In versions of Oracle prior to 9.2.0.6 there is a bug which means your session will crash with a “numeric overflow” error if you try to dump an index that has been created automatically to support a unique or primary key constraint. This makes it hard to dump index organized tables(IOTs). This is because bit 12 (4096) been set in ind$.property and the code isn’t expecting such a large number. (Technically it is possible to update the property column directly; it works, but I wouldn’t do it on the production system – but maybe on a backup you’re about to discard.)
Update Dec 2010
:
See this comment on a related post): Each line of a treedump takes about 75 bytes, so you need to be able to generate a tracefile of around (75 * leaf_blocks / 1048576)MB. Make sure you check parameter max_dump_file_size before you start.
Update Aug 2022
At some point between 11g and 19c the format of the tree dump changed to add a little extra information about the leaf blocks and re-arrange the way the “maximim/current” figures were displayed.
Old format
branch: 0x1400983 20973955 (0: nrow: 15, level: 2) branch: 0x1400c73 20974707 (-1: nrow: 238, level: 1) leaf: 0x1400984 20973956 (-1: nrow: 186 rrow: 47) leaf: 0x1401e6a 20979306 (0: nrow: 186 rrow: 43) leaf: 0x1401412 20976658 (1: nrow: 191 rrow: 53)
New format
branch: 0x9000104 150995204 (0: nrow: 15, level: 2) branch: 0x9000322 150995746 (-1: nrow: 238, level: 1) leaf: 0x900017f 150995327 (-1: row:186.47 avs:3904) leaf: 0x9001534 151000372 (0: row:186.43 avs:3904) leaf: 0x9000b6a 150997866 (1: row:191.53 avs:3794)

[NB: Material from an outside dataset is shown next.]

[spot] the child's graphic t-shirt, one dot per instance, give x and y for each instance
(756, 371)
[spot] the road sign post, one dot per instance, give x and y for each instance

Note how the leaf blocks now show the available space (avs:), and the nrow: N rrow: M have been collapsed to just row: N.M
The figures came from a test script run against 11.2.0.4 and 19.11.0.0 that did a large “random insert” followed by a bulk delete – so the data processing seems to have behaved consistently across those two versions to produce the (logically) identical results.
Hi Jonathan:
How did you caluclate the ITL number in these cases?
-this block is 100% “full”, but can only fit 327 entries because its ITL has grown to about 70 entries.
– In this test run, the ITLs grew to a worst case of about 112 entries
Thank you
Kumar
Comment by Kumar — August 18, 2009 @ 4:21 am BST Aug 18,2009 |
Two options –
Comment by Jonathan Lewis — August 18, 2009 @ 4:58 pm BST Aug 18,2009 |
Could you give a little more detail on the leftmost child branch block. From another JL article,
So this is a special case when “there is only room for a single entry in each leaf block?”
If that’s the only time, then this is more of handling a boundary condition than an optimization, no?
Comment by Mark Brady — August 18, 2009 @ 5:57 pm BST Aug 18,2009 |
Mark,
I’ve edited your comment to clarify that quote from my the article website (a 45KB word document).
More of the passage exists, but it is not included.